Unnamed: 0,Model_1_TP,XGBoost_TP,difference
0,10290,11642,1352


### Summary of Model Training Iterations
1.  Benchmark model: RandomForestClassifier - showed 95% accuracy
2.  Grid Search: We tried 4 different sets of hyperparameters with cross validation.  However, the model seriously underfit and could not detect most of the postive classes.
3.  XGBoost - We tried XGBoost with GridSearch and it showed 95% accuracy.  We saved this model as the final model.

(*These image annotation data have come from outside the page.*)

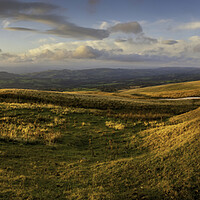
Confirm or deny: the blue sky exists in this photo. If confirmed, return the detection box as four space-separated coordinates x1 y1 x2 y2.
0 0 200 72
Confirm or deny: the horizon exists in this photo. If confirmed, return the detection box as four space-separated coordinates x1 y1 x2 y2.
0 0 200 73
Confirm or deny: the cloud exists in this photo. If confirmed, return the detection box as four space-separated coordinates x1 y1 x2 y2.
4 27 38 32
193 44 200 53
115 33 158 45
162 40 178 45
72 46 102 58
176 22 200 30
88 0 100 13
0 0 109 40
109 22 142 34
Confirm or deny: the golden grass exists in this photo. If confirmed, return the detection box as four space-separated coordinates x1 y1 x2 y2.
120 81 200 98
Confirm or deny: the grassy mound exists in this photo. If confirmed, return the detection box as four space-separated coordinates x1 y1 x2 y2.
121 81 200 98
0 90 200 200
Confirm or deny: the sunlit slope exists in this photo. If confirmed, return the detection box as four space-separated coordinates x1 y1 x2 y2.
0 90 200 200
121 81 200 98
88 109 200 200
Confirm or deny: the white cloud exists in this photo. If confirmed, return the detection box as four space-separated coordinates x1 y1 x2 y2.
176 21 200 30
109 22 142 34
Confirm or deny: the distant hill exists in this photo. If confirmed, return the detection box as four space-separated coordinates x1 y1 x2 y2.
0 67 200 91
120 81 200 98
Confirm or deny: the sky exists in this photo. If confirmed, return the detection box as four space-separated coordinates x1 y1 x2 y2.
0 0 200 72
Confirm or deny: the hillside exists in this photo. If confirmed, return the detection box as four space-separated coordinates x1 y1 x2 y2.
0 89 200 200
120 81 200 98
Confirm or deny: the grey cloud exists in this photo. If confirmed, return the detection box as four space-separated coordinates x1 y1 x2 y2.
29 46 178 63
45 23 109 39
88 0 100 13
4 27 38 32
193 44 200 53
115 33 158 45
0 0 109 39
134 34 158 44
162 40 178 45
0 0 58 17
109 22 142 34
72 46 103 59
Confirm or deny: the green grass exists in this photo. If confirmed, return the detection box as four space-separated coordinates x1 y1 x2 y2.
121 81 200 98
0 90 200 200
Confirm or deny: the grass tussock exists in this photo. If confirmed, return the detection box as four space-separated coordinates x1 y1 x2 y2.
121 81 200 98
0 90 200 200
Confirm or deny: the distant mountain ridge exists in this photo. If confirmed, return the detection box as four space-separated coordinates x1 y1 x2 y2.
0 67 200 90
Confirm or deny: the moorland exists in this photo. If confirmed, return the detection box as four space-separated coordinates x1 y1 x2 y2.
0 70 200 200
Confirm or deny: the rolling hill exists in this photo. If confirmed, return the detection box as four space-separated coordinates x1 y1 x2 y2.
0 82 200 200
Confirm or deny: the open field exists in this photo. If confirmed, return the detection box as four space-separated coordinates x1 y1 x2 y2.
0 82 200 200
120 81 200 98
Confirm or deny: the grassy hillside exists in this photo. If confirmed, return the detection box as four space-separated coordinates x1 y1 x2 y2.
0 90 200 200
121 81 200 98
0 67 200 92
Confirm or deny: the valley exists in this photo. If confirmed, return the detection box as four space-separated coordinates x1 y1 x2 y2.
0 81 200 200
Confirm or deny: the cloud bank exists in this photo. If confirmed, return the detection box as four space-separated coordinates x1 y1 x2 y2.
0 0 109 40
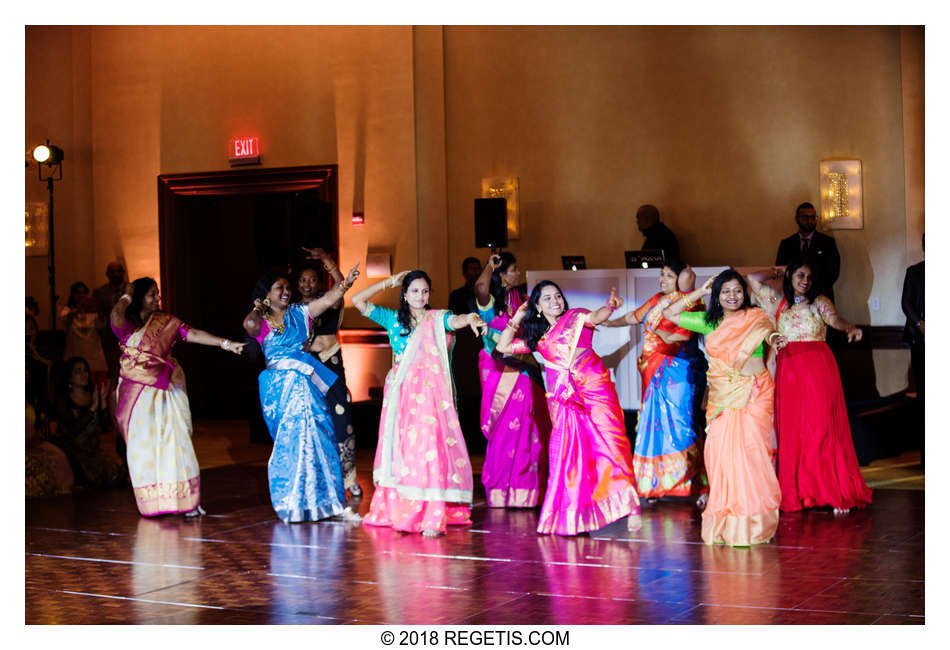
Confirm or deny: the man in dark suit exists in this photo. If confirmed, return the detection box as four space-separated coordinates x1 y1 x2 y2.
637 203 680 260
775 202 841 302
901 235 924 467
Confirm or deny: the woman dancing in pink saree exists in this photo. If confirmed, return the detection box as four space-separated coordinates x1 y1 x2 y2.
497 280 640 535
353 271 485 537
475 252 551 508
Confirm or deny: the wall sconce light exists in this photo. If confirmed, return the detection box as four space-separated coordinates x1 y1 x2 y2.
482 177 521 239
818 159 864 230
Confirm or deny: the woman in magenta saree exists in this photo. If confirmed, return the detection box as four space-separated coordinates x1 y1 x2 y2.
110 278 244 517
498 280 640 535
475 252 551 508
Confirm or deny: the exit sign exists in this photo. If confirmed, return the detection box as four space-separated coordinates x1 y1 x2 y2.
228 136 261 165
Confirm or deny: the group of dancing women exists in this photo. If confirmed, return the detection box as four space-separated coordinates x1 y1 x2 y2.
111 249 871 546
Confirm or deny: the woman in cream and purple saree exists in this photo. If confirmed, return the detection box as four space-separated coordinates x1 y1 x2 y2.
353 270 485 537
497 280 641 535
110 278 244 517
475 252 551 508
663 269 785 546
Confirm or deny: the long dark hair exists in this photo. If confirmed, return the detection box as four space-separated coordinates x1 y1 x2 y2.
782 257 818 307
66 282 89 307
488 251 518 314
521 280 569 351
125 277 158 329
660 257 686 276
56 357 94 397
396 269 432 336
706 266 752 327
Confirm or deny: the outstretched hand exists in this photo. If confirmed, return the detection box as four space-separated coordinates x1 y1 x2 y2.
346 262 360 284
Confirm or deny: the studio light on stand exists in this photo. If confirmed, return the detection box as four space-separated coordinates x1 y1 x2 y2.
33 140 63 330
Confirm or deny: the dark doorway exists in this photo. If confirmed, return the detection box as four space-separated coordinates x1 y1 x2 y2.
158 166 338 430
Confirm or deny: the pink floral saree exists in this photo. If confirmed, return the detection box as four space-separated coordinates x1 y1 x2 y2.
363 310 472 532
514 309 640 535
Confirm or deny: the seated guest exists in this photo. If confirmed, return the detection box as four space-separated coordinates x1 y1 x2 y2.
25 355 74 498
52 357 122 487
59 282 109 383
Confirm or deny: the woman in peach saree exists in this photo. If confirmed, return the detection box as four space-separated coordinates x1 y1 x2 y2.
663 269 784 546
496 280 641 535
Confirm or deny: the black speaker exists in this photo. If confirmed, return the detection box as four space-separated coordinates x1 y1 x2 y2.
475 198 508 248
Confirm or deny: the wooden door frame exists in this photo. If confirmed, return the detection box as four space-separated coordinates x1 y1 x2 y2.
158 165 340 313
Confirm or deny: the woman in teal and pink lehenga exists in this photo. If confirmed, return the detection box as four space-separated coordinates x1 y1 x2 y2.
605 260 709 506
353 270 485 537
497 280 640 535
475 252 551 508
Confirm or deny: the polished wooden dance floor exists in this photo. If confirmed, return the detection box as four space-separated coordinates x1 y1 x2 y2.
25 426 924 625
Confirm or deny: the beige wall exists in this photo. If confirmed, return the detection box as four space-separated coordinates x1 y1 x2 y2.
26 26 923 392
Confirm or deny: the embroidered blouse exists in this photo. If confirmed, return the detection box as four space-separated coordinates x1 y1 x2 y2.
680 311 765 358
755 284 838 342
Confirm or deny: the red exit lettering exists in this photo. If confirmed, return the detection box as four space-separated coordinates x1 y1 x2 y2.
231 137 261 158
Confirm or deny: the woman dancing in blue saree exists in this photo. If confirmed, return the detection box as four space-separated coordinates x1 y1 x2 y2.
244 266 359 522
605 260 709 507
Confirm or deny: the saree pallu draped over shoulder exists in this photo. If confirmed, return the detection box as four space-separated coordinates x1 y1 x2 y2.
702 308 781 546
113 312 201 517
538 309 640 535
363 310 473 532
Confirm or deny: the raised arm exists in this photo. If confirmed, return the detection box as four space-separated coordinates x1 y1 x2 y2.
352 271 409 313
663 278 715 325
307 262 360 318
495 302 528 354
815 296 864 343
587 288 623 327
185 327 247 354
244 298 265 337
109 284 132 332
300 246 343 307
475 255 501 305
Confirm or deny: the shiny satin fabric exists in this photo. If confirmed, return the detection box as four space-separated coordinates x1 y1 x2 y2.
478 289 551 508
116 312 201 517
633 291 708 498
702 308 781 546
257 304 346 522
363 310 473 532
536 309 640 535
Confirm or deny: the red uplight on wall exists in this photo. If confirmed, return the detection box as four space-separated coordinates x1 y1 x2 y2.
228 136 261 165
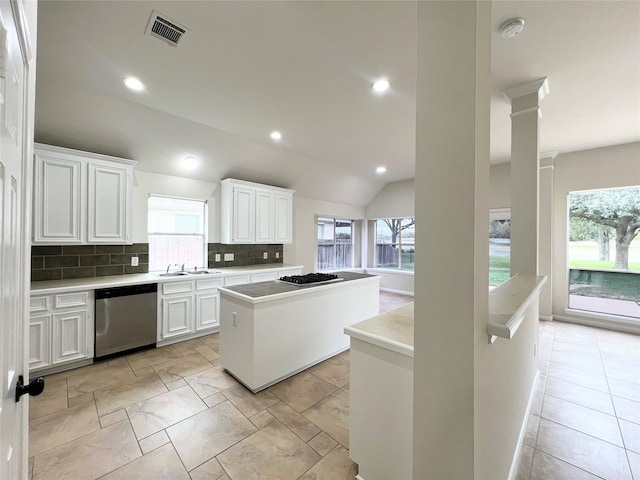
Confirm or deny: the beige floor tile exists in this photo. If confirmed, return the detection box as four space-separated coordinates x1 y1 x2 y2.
127 345 182 375
127 386 207 439
611 396 640 424
269 372 336 412
222 385 280 417
300 446 358 480
138 430 169 455
269 402 320 442
101 444 190 480
516 445 535 480
302 390 349 448
307 432 338 456
607 378 640 402
536 418 631 480
545 378 615 415
548 362 609 393
100 409 129 428
167 402 256 471
33 422 141 480
67 363 136 398
185 367 239 398
307 356 350 387
542 395 623 447
189 458 228 480
29 379 68 420
94 373 167 416
69 392 95 407
618 418 640 453
249 410 276 430
529 450 600 480
29 403 100 456
217 422 320 480
153 353 211 383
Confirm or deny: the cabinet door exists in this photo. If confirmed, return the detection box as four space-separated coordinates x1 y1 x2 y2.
33 154 85 244
256 190 275 243
52 310 88 364
231 186 256 243
274 193 293 243
88 163 131 244
161 295 193 340
196 291 220 332
29 315 51 370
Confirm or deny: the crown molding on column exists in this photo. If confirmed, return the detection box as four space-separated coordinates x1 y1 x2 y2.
502 77 549 104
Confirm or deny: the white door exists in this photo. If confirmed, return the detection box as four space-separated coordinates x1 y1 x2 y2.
0 0 35 479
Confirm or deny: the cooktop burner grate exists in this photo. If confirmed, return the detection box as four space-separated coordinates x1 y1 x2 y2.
280 273 340 285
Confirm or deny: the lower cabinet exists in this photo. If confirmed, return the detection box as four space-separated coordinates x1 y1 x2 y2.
158 278 222 345
29 290 94 371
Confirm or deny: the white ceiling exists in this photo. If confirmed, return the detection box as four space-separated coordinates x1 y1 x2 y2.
36 0 640 205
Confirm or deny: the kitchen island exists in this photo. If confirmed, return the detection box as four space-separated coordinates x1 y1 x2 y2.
219 272 380 393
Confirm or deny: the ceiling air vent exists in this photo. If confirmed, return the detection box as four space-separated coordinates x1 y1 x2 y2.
145 10 187 47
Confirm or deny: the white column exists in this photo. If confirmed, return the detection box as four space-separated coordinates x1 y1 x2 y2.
504 77 549 275
538 152 558 320
412 1 491 479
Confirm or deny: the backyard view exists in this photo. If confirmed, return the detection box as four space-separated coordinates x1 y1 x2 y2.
568 187 640 318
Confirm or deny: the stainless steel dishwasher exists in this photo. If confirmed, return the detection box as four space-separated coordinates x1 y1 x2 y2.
95 283 158 358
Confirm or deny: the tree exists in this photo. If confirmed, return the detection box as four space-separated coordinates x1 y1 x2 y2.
569 187 640 270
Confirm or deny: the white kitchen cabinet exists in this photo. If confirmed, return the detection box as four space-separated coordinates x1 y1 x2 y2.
220 178 293 244
29 290 94 371
33 144 136 245
158 277 222 346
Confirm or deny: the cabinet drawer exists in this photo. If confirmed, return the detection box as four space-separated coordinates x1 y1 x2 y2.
196 278 222 291
224 275 251 287
54 292 89 308
162 281 193 295
29 297 49 312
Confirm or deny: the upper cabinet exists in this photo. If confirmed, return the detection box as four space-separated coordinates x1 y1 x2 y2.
33 144 136 245
220 178 293 243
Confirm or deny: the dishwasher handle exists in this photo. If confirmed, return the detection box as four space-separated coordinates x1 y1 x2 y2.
95 283 158 300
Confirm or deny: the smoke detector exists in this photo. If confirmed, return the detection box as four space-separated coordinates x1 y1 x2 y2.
500 18 524 38
144 10 187 47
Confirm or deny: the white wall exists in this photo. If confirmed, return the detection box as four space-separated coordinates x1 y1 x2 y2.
133 170 220 243
365 179 416 295
283 195 364 273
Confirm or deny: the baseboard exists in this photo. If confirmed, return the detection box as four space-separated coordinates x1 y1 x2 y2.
508 370 540 480
380 287 414 297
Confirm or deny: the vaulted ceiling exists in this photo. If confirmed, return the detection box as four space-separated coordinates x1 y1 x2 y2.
36 0 640 205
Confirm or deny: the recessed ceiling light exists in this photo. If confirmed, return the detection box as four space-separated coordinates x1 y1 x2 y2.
182 157 198 170
123 77 144 92
500 18 524 38
371 78 391 93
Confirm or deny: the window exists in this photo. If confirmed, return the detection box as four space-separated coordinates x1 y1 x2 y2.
375 218 416 271
567 187 640 319
489 209 511 287
317 217 353 270
148 195 207 271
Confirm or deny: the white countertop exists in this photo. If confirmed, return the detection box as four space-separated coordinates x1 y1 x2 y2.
31 263 302 295
344 302 413 358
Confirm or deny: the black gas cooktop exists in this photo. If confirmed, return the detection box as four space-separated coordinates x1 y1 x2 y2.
280 273 341 285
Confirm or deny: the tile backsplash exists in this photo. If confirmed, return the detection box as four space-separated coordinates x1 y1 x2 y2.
31 243 283 282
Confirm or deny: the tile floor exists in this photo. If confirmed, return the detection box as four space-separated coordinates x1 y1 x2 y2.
29 292 640 480
517 322 640 480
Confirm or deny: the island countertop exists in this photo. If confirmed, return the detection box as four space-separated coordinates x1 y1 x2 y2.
344 302 413 357
219 271 380 303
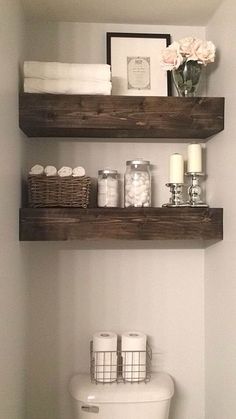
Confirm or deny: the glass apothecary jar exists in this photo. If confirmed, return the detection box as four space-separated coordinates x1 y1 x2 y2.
124 159 151 207
98 169 119 207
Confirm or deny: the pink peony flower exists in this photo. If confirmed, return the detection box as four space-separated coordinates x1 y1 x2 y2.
162 36 216 70
162 42 183 70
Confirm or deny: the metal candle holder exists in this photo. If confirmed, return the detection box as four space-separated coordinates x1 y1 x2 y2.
186 172 209 207
163 183 189 207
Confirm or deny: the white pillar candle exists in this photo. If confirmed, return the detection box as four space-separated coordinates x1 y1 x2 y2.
169 153 184 183
188 144 202 173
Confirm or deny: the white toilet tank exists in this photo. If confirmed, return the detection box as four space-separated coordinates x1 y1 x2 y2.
70 373 174 419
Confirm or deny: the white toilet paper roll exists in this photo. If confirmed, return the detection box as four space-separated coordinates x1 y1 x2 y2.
93 332 117 383
121 332 147 382
72 166 85 177
44 166 57 176
29 164 44 175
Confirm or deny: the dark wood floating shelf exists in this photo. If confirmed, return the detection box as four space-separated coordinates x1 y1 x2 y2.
20 208 223 241
19 93 224 142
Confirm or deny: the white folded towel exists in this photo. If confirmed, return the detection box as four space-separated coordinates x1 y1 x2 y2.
24 61 111 81
24 78 111 95
72 166 85 177
44 166 57 176
29 164 44 175
58 166 72 177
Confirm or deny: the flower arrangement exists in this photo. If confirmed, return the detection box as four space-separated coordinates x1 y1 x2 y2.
162 37 216 71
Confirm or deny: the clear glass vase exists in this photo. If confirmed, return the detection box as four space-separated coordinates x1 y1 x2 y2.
172 61 202 97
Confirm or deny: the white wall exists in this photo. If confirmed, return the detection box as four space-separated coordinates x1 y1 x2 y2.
26 23 205 419
205 0 236 419
0 0 26 419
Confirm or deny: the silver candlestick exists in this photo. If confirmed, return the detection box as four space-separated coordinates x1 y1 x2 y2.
186 172 209 207
162 183 189 207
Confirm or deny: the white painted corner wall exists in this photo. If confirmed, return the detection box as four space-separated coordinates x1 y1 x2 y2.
205 0 236 419
26 22 205 419
0 4 236 419
0 0 27 419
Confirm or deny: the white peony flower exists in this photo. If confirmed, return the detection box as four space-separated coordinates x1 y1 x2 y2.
179 36 196 57
195 41 216 65
161 36 216 71
162 42 183 70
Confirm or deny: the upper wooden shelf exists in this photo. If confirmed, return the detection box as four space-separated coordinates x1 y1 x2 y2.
19 93 224 142
20 207 223 241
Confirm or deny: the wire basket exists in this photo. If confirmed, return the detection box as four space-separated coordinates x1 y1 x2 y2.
90 342 152 384
28 174 91 208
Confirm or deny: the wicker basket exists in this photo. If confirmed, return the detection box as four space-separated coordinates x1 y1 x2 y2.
28 175 91 208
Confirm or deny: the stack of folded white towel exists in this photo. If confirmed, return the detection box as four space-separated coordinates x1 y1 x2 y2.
24 61 112 95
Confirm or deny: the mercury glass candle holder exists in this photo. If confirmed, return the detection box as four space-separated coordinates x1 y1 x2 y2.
186 172 209 208
162 183 189 207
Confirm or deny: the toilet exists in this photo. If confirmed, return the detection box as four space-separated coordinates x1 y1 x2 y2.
69 373 174 419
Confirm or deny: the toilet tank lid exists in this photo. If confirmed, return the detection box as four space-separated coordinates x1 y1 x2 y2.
70 373 174 403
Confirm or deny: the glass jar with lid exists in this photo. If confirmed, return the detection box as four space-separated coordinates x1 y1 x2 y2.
124 159 151 207
98 169 119 207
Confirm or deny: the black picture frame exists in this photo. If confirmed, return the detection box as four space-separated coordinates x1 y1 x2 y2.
106 32 172 96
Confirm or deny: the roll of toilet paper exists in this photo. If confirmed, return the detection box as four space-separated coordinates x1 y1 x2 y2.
29 164 44 175
93 332 117 383
121 332 147 382
44 166 57 176
72 166 85 177
58 166 72 177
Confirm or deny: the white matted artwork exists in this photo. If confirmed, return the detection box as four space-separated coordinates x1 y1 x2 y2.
107 32 171 96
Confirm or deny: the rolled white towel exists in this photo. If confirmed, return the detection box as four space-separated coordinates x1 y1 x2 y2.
72 166 85 177
24 61 111 81
24 78 112 95
58 166 72 177
44 166 57 176
29 164 44 175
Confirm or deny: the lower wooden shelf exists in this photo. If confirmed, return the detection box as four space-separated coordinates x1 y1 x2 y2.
20 207 223 241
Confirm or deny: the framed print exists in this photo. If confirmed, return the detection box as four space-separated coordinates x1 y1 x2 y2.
107 32 171 96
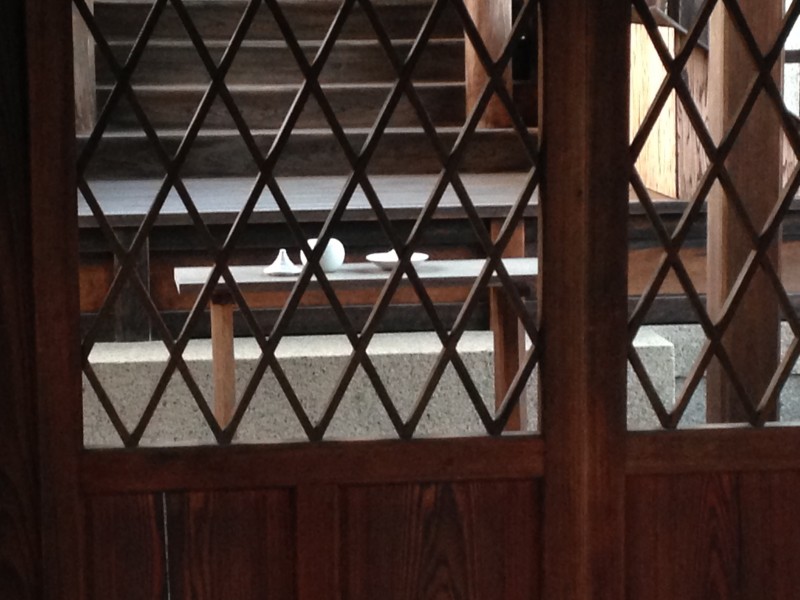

### 9. Export your model as a pickle file

In [None]:
# export your model as a pickel file
import joblib
with open('classifier.pkl', 'wb') as file:
    joblib.dump(pipeline, file, compress=5)

# load model


### 10. Use this notebook to complete `train_classifier.py`
Use the template file attached in the Resources folder to write a script that runs the steps above to create a database and export a model based on a new dataset specified by the user.